Triumph of Venus, 17th Century

Oil on canvas
h cm 171 x 176

Expert opinion by Professor Claudio Strinati: "The painting depicting the so-called Homage to Venus (oil on canvas, 171 x 176 cm ) is a very high quality copy and in a fair state of conservation of the very famous painting by Titian Vecellio (currently preserved in the Prado Museum in Madrid) known since ancient times both under the title of Feast of the Cupids (as it is sometimes still cited today) and under the title

the much more famous one, Homage to Venus.  

Titian painted it for the Alabaster Chambers of Alfonso d'Este, Lord of Ferrara.

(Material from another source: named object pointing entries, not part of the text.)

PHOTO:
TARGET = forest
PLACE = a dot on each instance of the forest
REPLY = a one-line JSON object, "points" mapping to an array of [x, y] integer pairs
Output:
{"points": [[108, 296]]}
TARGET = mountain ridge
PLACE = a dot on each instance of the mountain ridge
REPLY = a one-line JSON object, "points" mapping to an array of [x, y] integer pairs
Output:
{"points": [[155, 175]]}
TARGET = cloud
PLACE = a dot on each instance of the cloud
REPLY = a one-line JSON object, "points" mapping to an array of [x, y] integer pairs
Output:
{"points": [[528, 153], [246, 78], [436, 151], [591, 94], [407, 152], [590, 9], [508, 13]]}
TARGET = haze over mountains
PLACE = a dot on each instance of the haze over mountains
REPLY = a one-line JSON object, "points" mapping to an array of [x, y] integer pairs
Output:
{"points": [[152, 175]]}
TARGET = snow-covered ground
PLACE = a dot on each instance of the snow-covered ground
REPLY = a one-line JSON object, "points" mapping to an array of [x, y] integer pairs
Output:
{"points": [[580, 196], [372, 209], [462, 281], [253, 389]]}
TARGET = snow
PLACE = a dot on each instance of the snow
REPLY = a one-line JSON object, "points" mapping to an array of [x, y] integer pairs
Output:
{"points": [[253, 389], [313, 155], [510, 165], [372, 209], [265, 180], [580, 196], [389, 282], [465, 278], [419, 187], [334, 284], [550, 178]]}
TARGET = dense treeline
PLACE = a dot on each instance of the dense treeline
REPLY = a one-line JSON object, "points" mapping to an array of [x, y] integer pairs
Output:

He had prepared in the Ducal Palace of his city a sort of marvelous little studio to decorate which he invited some of the greatest Italian painters active in his time, that is, at the beginning of the sixteenth century.

And among these, Titian obviously stood out for his incomparable fame and intrinsic greatness. The "Homage to Venus" was a resounding success, so much so that it became one of the most beloved paintings by the artists themselves and by art critics, so much so that it was copied by many of the most illustrious painters in Europe between the sixteenth and seventeenth centuries, such as Rubens, Reni, Poussin!

Our copy, here under examination, probably dates back to the same historical period in the midst of the “neo-Venetian” phase, as Roberto Longhi calls it in his studies on the Este court and its enormous influence. Therefore, our copy could be dated about a hundred years after or a little more than the Titian original executed around 1520, and refer to the Roman environment that had a true cult towards the magnificence of Venetian art when, in the eternal city, the great painter and architect Pietro da Cortona dominated, who, although Tuscan, was a devoted follower of the Venetian masters of the sixteenth century. Among the many students and collaborators of Cortona who dedicated themselves with particular commitment to increasing with their works this fascinating Venetian taste in Rome, I believe it is possible to identify the author of our copy.

Evaluating the pictorial material of our copy and the excellent quality of the drawing and what we could call a true reinterpretation of the Titian style, I believe that the one who executed the painting here under examination was a very precise follower of Cortona. This is the Roman Master Fabrizio Chiari (1615ca.-1695), a highly praised artist in his time, a learned classicist and a scholar of Venetian taste as can be seen in one of his masterpieces, the immense and beautiful fresco depicting the Reconciliation of Jacob and Esau in the so-called Gallery of Alexander VII at the Quirinale, executed in the 1650s.

I seem to recognize here the same hand that executed the magnificent copy here under examination, of marked naturalistic taste, very fine quality of the pictorial material and of the drawing, typically seventeenth-century. A painting, in short, of notable historical-artistic interest and of excellent quality.

Sincerely, Claudio Strinati "
The work is accompanied by a study on the pigments carried out by the faculty of nuclear physics of Professor Paolo Romano, of the University of Catania, which certifies the nature of the pigments.